Extended-spectrum β-lactamase-(ESBL)-producing Enterobacteriaceae are emerging in hospital and community settings as important causes of urinary tract infections. These plasmid-mediated enzymes have been identified in human and dog hosts, with blaCTX−M variants being the most prevalent ESBLs worldwide. Our objective was to identify horizontal gene transfer (HGT) events amongst human and dog-derived ESBL-producing bacteria by examining genetic relatedness of plasmid and bacterial whole genome sequences (WGS) associated with ESBLs and other β-lactamase genes.
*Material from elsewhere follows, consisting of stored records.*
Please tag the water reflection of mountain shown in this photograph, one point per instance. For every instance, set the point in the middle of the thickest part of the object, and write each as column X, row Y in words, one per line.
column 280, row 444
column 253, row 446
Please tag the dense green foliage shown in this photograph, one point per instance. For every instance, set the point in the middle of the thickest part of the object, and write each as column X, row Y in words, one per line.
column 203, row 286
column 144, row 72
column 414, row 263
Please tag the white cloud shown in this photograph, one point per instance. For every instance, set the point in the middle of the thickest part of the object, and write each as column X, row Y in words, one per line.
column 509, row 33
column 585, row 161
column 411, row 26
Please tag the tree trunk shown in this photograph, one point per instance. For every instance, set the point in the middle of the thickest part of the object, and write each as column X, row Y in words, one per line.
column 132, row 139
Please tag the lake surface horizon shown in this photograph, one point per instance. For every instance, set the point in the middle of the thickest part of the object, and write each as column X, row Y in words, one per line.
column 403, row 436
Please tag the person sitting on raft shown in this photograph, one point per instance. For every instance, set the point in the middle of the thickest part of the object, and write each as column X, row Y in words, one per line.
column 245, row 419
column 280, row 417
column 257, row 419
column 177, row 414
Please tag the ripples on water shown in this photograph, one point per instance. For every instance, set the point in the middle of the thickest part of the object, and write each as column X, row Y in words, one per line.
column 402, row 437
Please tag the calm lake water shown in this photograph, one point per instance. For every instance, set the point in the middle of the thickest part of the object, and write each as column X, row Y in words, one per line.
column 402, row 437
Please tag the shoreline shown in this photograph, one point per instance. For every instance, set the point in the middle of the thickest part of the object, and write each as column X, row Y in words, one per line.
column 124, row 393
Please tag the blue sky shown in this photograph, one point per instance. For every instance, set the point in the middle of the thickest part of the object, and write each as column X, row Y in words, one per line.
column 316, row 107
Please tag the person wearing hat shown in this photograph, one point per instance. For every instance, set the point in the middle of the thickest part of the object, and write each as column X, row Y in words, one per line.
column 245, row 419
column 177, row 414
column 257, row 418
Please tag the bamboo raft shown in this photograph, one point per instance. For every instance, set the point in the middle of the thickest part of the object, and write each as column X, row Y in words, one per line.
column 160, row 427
By understanding genetic relatedness, we aimed to provide insight into transmission dynamics of ESBLs and antibiotic resistance among humans and dogs in community-acquired settings.

Results

Of 149 plasmids collected from humans (n = 125) and dogs (n = 24), 111 (74.5%) carried class A ESBL genes with blaCTX−M−14 (31.6%) predominating in human-derived plasmids and blaCTX−M−1 in dog-derived plasmids (29.6%). In addition, ESBLs and other β-lactamase genes, including blaTEM−1,were also identified in both populations. pMLST showed that IncF, IncI1, and IncN plasmids were the main groups contributing to the dissemination of ESBLs amongst human and dog populations. Neighbor-joining analysis revealed clustering of human and dog-derived plasmids carrying similar ESBL genes as well as other antibiotic-resistant genes. The maximum-likelihood tree revealed a high predominance of ST131 carried by E. coli serotypes O25:H4 in humans but not dogs. Virulence gene analysis revealed that ESBL-producing bacteria were not limited to UPEC.

Conclusions

The presence of conserved ESBLs, other β-lactamase genes and E. coli clones in both humans and dogs highlights widespread circulation of shared resistance elements. These findings support the need for broader One Health surveillance, particularly involving companion animals, to better track and mitigate ARG spread in community settings.